Just last week we covered Manimal and their crusade to recreate Judas Priest‘s Painkiller for the umpteenth time. Now Primal Fear magically appears as if summoned from some classic metal purgatory to defend their title of Lead Priest Imitator Supreme. Yes, it’s true, Primal Fear forged a long and semi-storied career by aping the better angels of the Priest catalog. It’s probably no coincidence the band came to life shortly after frontman Ralf Scheepers was denied the chance to replace Rob Halford in that legendary metal troupe. The extensive use of metallic eagles on their album covers may be another hint if you’re not buying the conspiracy theory. Anywho, Rulebreaker (because “Jawbreaker” was taken) is their 11th album and guess what? It sounds like vintage Priest again, albeit mixed with a goodly portion of tasty Accept-isms. And much like the typical Primal platter, it’s brainless but ultimately fun and catchy metal fare draped with nostalgia and drenched in cliche. Hey, they wouldn’t still be writing albums if no one was buying what they were cooking, and I’m not too proud to admit I eat this stuff for breakfast, brunch and dinner. Let them eat old school metal, I say.

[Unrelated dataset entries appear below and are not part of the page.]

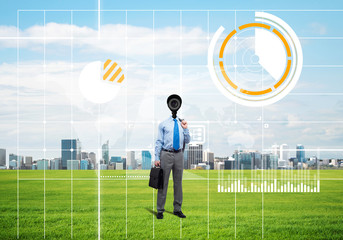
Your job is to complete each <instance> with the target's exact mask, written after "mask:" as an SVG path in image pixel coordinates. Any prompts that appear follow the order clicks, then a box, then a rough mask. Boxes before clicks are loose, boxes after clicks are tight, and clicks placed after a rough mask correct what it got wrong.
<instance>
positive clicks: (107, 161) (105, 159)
mask: <svg viewBox="0 0 343 240" xmlns="http://www.w3.org/2000/svg"><path fill="white" fill-rule="evenodd" d="M109 155H110V154H109V140H107V141H106V143H104V144H103V145H102V159H103V160H104V163H105V164H109V162H110V157H109Z"/></svg>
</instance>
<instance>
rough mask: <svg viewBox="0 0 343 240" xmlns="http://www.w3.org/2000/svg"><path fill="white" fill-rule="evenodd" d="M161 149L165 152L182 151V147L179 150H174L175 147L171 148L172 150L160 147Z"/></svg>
mask: <svg viewBox="0 0 343 240" xmlns="http://www.w3.org/2000/svg"><path fill="white" fill-rule="evenodd" d="M162 151H166V152H175V153H176V152H181V151H182V149H181V148H180V149H179V150H175V149H173V150H168V149H164V148H162Z"/></svg>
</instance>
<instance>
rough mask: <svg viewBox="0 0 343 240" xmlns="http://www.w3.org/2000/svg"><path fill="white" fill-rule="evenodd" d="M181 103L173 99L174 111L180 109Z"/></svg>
mask: <svg viewBox="0 0 343 240" xmlns="http://www.w3.org/2000/svg"><path fill="white" fill-rule="evenodd" d="M179 104H180V102H179V101H178V100H176V99H173V100H171V101H170V106H171V108H173V109H177V108H178V107H179Z"/></svg>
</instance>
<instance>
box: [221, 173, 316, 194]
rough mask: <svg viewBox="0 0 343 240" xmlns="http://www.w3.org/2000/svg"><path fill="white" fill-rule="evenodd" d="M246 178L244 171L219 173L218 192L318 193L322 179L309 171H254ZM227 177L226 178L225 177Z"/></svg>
mask: <svg viewBox="0 0 343 240" xmlns="http://www.w3.org/2000/svg"><path fill="white" fill-rule="evenodd" d="M262 171H263V173H262ZM251 172H252V173H251V174H249V175H250V176H245V175H244V171H243V170H232V171H230V172H229V173H228V174H226V173H227V172H225V173H224V170H221V171H219V173H218V174H219V175H220V176H219V178H218V192H226V193H262V192H263V193H300V192H301V193H318V192H320V178H319V175H318V174H317V173H316V174H314V175H312V176H311V175H310V172H309V171H308V170H299V171H293V170H252V171H251ZM224 175H225V176H224Z"/></svg>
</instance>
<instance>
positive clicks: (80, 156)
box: [61, 139, 81, 169]
mask: <svg viewBox="0 0 343 240" xmlns="http://www.w3.org/2000/svg"><path fill="white" fill-rule="evenodd" d="M61 151H62V153H61V156H62V169H67V161H68V160H81V143H80V141H79V139H62V140H61Z"/></svg>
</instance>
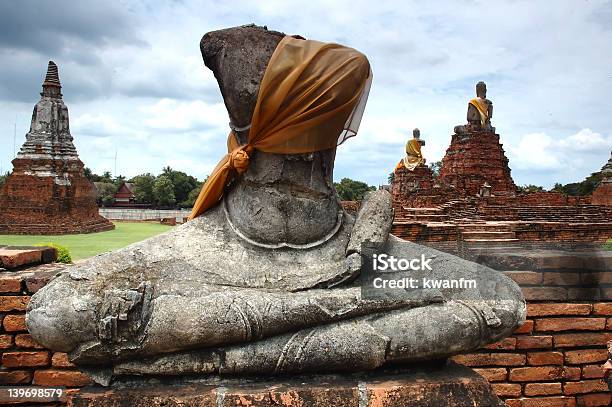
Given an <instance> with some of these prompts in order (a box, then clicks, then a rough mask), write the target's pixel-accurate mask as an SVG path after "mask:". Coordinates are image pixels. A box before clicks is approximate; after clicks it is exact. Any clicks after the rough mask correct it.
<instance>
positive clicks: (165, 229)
mask: <svg viewBox="0 0 612 407" xmlns="http://www.w3.org/2000/svg"><path fill="white" fill-rule="evenodd" d="M114 223H115V230H110V231H108V232H100V233H90V234H82V235H62V236H40V235H0V245H15V246H22V245H25V246H32V245H35V244H43V243H56V244H59V245H62V246H65V247H66V248H68V250H70V254H71V255H72V260H80V259H85V258H87V257H91V256H95V255H96V254H99V253H104V252H107V251H109V250H115V249H119V248H122V247H125V246H127V245H129V244H131V243H134V242H139V241H141V240H144V239H146V238H149V237H151V236H155V235H158V234H160V233H162V232H165V231H167V230H169V229H171V228H172V226H166V225H161V224H159V223H131V222H114Z"/></svg>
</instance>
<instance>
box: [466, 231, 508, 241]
mask: <svg viewBox="0 0 612 407" xmlns="http://www.w3.org/2000/svg"><path fill="white" fill-rule="evenodd" d="M461 235H462V236H463V237H464V239H463V240H465V241H474V240H506V239H514V240H518V239H516V233H514V232H512V231H492V230H478V231H462V232H461Z"/></svg>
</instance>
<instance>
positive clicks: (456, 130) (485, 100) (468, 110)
mask: <svg viewBox="0 0 612 407" xmlns="http://www.w3.org/2000/svg"><path fill="white" fill-rule="evenodd" d="M491 117H493V102H491V101H490V100H489V99H487V85H486V84H485V83H484V82H482V81H481V82H478V83H477V84H476V97H475V98H474V99H472V100H470V101H469V103H468V110H467V121H468V124H467V125H459V126H455V133H456V134H464V133H469V132H475V131H492V132H495V127H493V126H491Z"/></svg>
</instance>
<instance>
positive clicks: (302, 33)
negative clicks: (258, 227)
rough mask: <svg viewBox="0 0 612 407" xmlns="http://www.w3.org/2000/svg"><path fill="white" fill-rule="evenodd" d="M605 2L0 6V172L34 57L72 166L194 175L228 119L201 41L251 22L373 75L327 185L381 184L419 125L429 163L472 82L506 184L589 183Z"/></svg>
mask: <svg viewBox="0 0 612 407" xmlns="http://www.w3.org/2000/svg"><path fill="white" fill-rule="evenodd" d="M611 22H612V2H610V1H585V0H567V1H561V0H557V1H554V2H549V1H506V2H502V1H495V2H492V1H476V0H473V1H463V2H461V1H449V2H443V1H435V2H432V1H415V2H409V1H401V2H399V1H397V2H390V1H389V2H387V1H384V0H377V1H360V0H347V1H344V0H341V1H333V2H331V1H328V0H308V1H298V0H293V1H287V0H278V1H277V0H274V1H265V0H262V1H240V2H239V1H233V2H229V1H195V0H185V1H179V0H176V1H169V0H167V1H144V0H143V1H108V2H104V1H99V0H94V1H84V0H78V1H63V0H53V1H47V0H19V1H16V0H15V1H11V0H3V1H1V2H0V60H1V61H2V63H1V64H0V161H1V166H2V169H3V171H7V170H10V169H11V165H10V160H11V159H12V158H13V133H14V126H15V124H16V134H17V137H16V144H17V149H19V146H20V145H21V144H22V143H23V141H24V140H25V134H26V133H27V131H28V129H29V125H30V118H31V114H32V107H33V106H34V104H35V103H36V102H37V101H38V99H39V95H38V94H39V92H40V85H41V83H42V79H43V77H44V74H45V70H46V65H47V61H48V60H49V59H52V60H54V61H55V62H56V63H57V64H58V65H59V69H60V78H61V80H62V85H63V94H64V101H65V102H66V104H67V105H68V108H69V110H70V118H71V130H72V135H73V136H74V138H75V144H76V146H77V149H78V151H79V154H80V156H81V159H82V160H83V161H84V162H85V164H86V166H88V167H90V168H92V169H93V170H94V171H96V172H100V173H101V172H103V171H106V170H108V171H111V172H113V173H114V171H115V152H117V172H118V173H120V174H123V175H126V176H128V177H129V176H133V175H137V174H139V173H143V172H152V173H159V172H160V170H161V168H162V167H164V166H166V165H170V166H171V167H173V168H175V169H179V170H183V171H185V172H187V173H190V174H193V175H195V176H197V177H198V178H204V177H205V176H206V175H207V174H208V173H209V172H210V171H211V169H212V168H213V167H214V165H215V164H216V162H217V161H218V159H219V158H220V157H221V156H222V155H223V153H224V149H225V139H226V135H227V132H228V127H227V122H228V118H227V113H226V111H225V108H224V106H223V102H222V99H221V95H220V93H219V90H218V88H217V85H216V82H215V80H214V78H213V76H212V74H211V73H210V72H209V71H208V70H207V69H206V68H205V67H204V65H203V63H202V60H201V56H200V52H199V40H200V38H201V36H202V35H203V34H204V33H206V32H207V31H211V30H215V29H220V28H225V27H230V26H235V25H242V24H248V23H256V24H258V25H267V26H268V27H269V28H271V29H275V30H278V31H283V32H285V33H288V34H300V35H302V36H304V37H307V38H311V39H317V40H321V41H330V42H338V43H341V44H345V45H349V46H352V47H354V48H357V49H359V50H360V51H362V52H364V53H365V54H366V55H367V56H368V57H369V59H370V62H371V64H372V69H373V71H374V82H373V85H372V90H371V93H370V99H369V102H368V106H367V108H366V112H365V116H364V119H363V121H362V125H361V129H360V134H359V135H358V136H357V137H355V138H353V139H351V140H349V141H348V142H347V143H345V144H344V145H342V146H341V147H340V148H339V150H338V156H337V160H336V171H335V178H336V179H340V178H342V177H351V178H354V179H360V180H364V181H367V182H368V183H370V184H372V185H378V184H380V183H384V182H385V180H386V177H387V174H388V173H389V172H390V171H392V170H393V168H394V166H395V164H396V163H397V161H398V160H399V159H400V158H401V156H402V150H403V144H404V143H405V141H406V139H407V137H410V135H411V132H412V129H413V128H414V127H419V128H420V129H421V135H422V137H423V138H424V139H425V140H426V142H427V145H426V147H425V148H424V154H425V157H426V158H427V159H428V161H430V162H431V161H437V160H440V159H441V158H442V157H443V155H444V152H445V150H446V148H447V147H448V144H449V142H450V135H451V133H452V131H453V127H454V126H455V125H456V124H461V123H463V122H464V121H465V112H466V108H467V101H468V100H469V99H470V98H471V97H473V95H474V85H475V83H476V82H478V81H479V80H484V81H485V82H486V83H487V87H488V97H489V99H491V100H492V101H493V104H494V109H495V110H494V116H493V125H494V126H496V127H497V130H498V133H499V134H500V135H501V140H502V143H503V144H504V149H505V150H506V154H507V156H508V158H509V159H510V167H511V169H512V174H513V177H514V179H515V181H516V182H517V183H518V184H521V185H522V184H528V183H529V184H538V185H544V186H546V187H550V186H552V185H553V184H554V183H555V182H563V183H567V182H575V181H580V180H582V179H584V177H585V176H587V175H589V174H590V173H592V172H594V171H597V170H598V169H599V168H601V166H602V165H603V164H604V163H605V162H606V161H607V160H608V158H609V157H610V151H611V150H612V101H611V99H610V98H611V97H612V24H610V23H611Z"/></svg>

As always, the writing is kept simple, metal and geared toward involuntarily horn raising. Take a song like “The End is Near” – it’s got the most basic of metal riffs backing Scheepers as he screams, rasps and rages against the dying of the light, but lo and behold, the song is addictive and enjoyable as hell. “Bullets and Tears” is a tad more anthemic and melodic but still rocking, with a big chorus and Scheepers’ helpful warnings to avoid “flames and asses.” The title track is simplistic and dumb but so damn hooky you’ll secretly love it while publicly condemning it, and the ESL afflicted, testosterone-addled “Constant Heart” wins the coveted Painkiller Award with some scorching metal scorchery.
The band pushes themselves a bit with a nearly 11 minute epic titled “We Walk Without Fear,” which is surprisingly diverse and interesting with some nice crunch and nifty vocal hooks. The sweetest cherry comes with the obligatory power ballad “The Sky is Burning” and with a title like that, you know it’ll be big, overblown and more dramatic than a gaggle of teen goth chicks. Sure, it could pass for something off the Skid Row debut, but let’s not split hair metals here. It’s good stuff!
No duds raise their ugly heads, but “At War With the World” is somewhat generic and closer “Raving Mad” feels a little underwhelming, though it gets by on numbskull appeals to the early 80s.
Ralf Scheepers looks more jacked up than usual in the promo photos and video, and that carries over to his vocals, which are more angry and screamy this time. I mean that in the best possible way of course, as he frequently sounds like the mutant love child of Halford and Udo, and though science may be appalled at such a notion, metal fans should rejoice. He definitely delivers the goods and screams for vengeance on every song and impresses as always with his power and range (it still boggles my mind Priest picked Ripper over this guy). Songwriter-for-hire Magnus Karlsson and fellow axe Alex Beyrodt do a solid job with the guitar histrionics, walking the line between worshiping you-know-who and dabbling in Euro-power. I hear more Accept than usual in the riffs but the core sound is still intact and highly functional. The band is tight and they know this kind of stadium metal inside and out. They’ve somehow managed to keep album after album of the same material consistently entertaining and engaging, and they deserve major props for that.
Primal Fear may be a one-trick-priest, but it’s an enjoyable trick for old folks like me who still love that classic metal style. This is a stronger, more consistent album than 2014s Delivering the Black and even features some minor traces of innovation. I’m resigned to the fact I’ll buy whatever these Germanic metal mavens churn out and if you like your metal uncomplicated, meaty and catchy, you best do the same. At the very least they showed Manimal what’s what and protected their sacred turf for yet another year.